2022 yılının Temmuz ayı, Pakistan ile İran arasında sınır güvenliği ve bölgesel barışın sağlanması temalı görüşmelerin yoğun bir şekilde yapılmasına tanıklık etmiştir. Bu kapsamda gerçekleşen en dikkat çekici görüşme ise 20 Temmuz 2022 tarihinde Pakistan ve İran heyetlerinin sınır güvenliği ve bölgesel barış ortamının sürdürülebilirliğinin sağlanması amacıyla bir araya gelmesidir. Söz konusu toplantıyı önemli kılan temel husus, sınır bölgelerinde ticaret merkezlerinin kurulması yoluyla tesis edilecek bölgesel kalkınma ve karşlıklı bağımlılık durumunu önceleyen bir kararın alınmasıdır.[1]
Hiç şüphesiz iki ülkenin sınır güvenliği denildiğinde akla Belucistan coğrafyası gelmektedir. Zira Belucistan, İran-Pakistan sınırında yer alan ve iki devletin de en geri kalmış bölgelerini teşkil eden coğrafyanın adıdır. Sınırın Pakistan tarafında Belucistan Eyaleti’nde yaşayan Beluçlar, İran’da ise Sistan-Belucistan Eyaleti’nin bir parçası olarak hayatlarını sürdürmektedir. Bu anlamda Beluçlar, yaşadıkları coğrafyalarda yer alan Pakistan’ın Gwadar ve İran’ın Çabahar Limanlarını göz önünde bulundurarak esasen deniz ticareti bakımından verimli bir alanda bulunduklarını düşünmektedir. Bu da Beluçları, ekonomik olarak geri kalmadıkları; bilinçli uygulanan devlet politikaları sebebiyle geri bırakıldıkları düşüncesine yönlendirmektedir. Bahse konu olan durum ise Beluçların politik bilinçlerini arttırmakta ve her iki ülkede de ayrılıkçı Beluç hareketlerinin görülmesine sebebiyet vermektedir. Üstelik bu ayrılıkçı hareketlerin önemli bir kısmı silahlı mücadele yöntemini içselleştirmiştir. Bu yüzden terör eylemleri gerçekleştirmektedir.

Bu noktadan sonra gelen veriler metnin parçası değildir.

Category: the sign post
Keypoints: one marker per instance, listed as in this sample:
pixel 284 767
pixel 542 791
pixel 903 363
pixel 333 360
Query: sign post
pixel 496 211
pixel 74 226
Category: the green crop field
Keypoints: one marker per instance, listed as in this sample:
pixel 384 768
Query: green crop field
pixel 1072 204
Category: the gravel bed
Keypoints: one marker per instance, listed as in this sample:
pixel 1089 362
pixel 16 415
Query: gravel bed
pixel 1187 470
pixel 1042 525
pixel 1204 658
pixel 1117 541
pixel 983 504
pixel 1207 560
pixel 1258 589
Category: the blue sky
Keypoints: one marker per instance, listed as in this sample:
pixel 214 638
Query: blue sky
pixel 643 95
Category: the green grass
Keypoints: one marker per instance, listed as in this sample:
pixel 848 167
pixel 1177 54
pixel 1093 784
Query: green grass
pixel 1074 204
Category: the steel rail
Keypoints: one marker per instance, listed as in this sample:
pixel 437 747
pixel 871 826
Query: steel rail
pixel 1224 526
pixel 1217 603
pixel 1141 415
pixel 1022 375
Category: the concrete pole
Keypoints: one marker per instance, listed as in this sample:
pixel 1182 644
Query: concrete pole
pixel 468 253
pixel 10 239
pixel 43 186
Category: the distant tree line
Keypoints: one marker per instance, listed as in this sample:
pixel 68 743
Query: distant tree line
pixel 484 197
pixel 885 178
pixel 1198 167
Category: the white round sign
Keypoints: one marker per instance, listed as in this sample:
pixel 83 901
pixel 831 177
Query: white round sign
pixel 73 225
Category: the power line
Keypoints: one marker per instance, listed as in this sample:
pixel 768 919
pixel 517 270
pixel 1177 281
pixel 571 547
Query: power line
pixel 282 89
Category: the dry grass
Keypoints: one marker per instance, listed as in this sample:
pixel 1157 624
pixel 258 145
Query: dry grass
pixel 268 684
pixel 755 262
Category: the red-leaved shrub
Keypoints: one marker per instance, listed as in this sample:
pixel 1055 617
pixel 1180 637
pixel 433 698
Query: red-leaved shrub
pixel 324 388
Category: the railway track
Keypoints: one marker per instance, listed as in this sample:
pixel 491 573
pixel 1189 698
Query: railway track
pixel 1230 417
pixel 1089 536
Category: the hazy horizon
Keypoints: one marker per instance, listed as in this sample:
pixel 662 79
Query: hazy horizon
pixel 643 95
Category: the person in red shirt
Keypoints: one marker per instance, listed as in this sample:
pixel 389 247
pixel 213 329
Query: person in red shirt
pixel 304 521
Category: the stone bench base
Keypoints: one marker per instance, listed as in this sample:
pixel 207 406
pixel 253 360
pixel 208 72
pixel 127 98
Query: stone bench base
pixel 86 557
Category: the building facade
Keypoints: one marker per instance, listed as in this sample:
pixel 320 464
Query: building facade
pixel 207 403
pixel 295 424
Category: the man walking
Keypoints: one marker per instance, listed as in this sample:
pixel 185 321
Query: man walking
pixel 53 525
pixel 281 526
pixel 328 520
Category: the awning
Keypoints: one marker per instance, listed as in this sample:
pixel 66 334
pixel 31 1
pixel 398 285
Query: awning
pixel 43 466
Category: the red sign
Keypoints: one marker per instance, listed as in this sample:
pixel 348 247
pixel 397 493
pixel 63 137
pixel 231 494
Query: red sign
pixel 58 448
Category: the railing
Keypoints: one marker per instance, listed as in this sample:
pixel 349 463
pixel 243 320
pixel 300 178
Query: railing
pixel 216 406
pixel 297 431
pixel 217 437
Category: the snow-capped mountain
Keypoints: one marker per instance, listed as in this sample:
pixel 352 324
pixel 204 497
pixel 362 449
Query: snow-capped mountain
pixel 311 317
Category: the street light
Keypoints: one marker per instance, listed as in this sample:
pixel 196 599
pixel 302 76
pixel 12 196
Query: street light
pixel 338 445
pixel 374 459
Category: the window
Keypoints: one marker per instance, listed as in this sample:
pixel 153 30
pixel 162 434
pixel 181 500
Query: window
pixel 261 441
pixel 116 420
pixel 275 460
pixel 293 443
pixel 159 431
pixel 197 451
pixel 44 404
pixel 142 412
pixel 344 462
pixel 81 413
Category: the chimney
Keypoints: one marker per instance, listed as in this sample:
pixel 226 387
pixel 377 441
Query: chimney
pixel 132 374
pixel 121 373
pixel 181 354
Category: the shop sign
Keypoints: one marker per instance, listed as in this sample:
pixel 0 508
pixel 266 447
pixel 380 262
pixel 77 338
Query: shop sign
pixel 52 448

İki ülkenin müşterek problemi olmasına rağmen Belucistan coğrafyasındaki ayrılıkçı hareketler, sık sık İslamabad ile Tahran’ı karşı karşıya getirmektedir. Çünkü Pakistan ve İran, sınırdaş iki ülke olarak işbirliği ve rekabet süreçlerini bir arada yaşamaktadır. Her şeyden önce Pakistan’ın bir Sünni-İslam ülkesi olması ve Suudi Arabistan’la yakın münasebetlerinin bulunması, Tahran nezdinde birtakım rahatsızlıklar yaratmaktadır. Buna karşılık İran’ın Şii yayılmacılığı şeklinde nitelendirilebilecek mezhepçi stratejisi bağlamında Pakistan Şiileriyle olan temasları da İslamabad yönetiminin tehdit algılarını derinleştirmektedir. Özellikle de Tahran yönetiminin Pakistan Şiilerinden oluşan Zeynebiyyun Tugayı’nı dini ve ideolojik anlamda mobilize ederek bir vekalet savaşçısı şeklinde kutsal yerlerin korunması argümanı doğrultusunda Suriye İç Savaşı’nda savaştırması, Pakistanlı karar alıcılarda ciddi rahatsızlıklar yaratmıştır. Zira bu grubun ilerleyen dönemde da İran’ın çıkarları doğrultusunda Pakistan’da bir vekil aktör olarak kullanılmayacağının herhangi bir garantisi yoktur.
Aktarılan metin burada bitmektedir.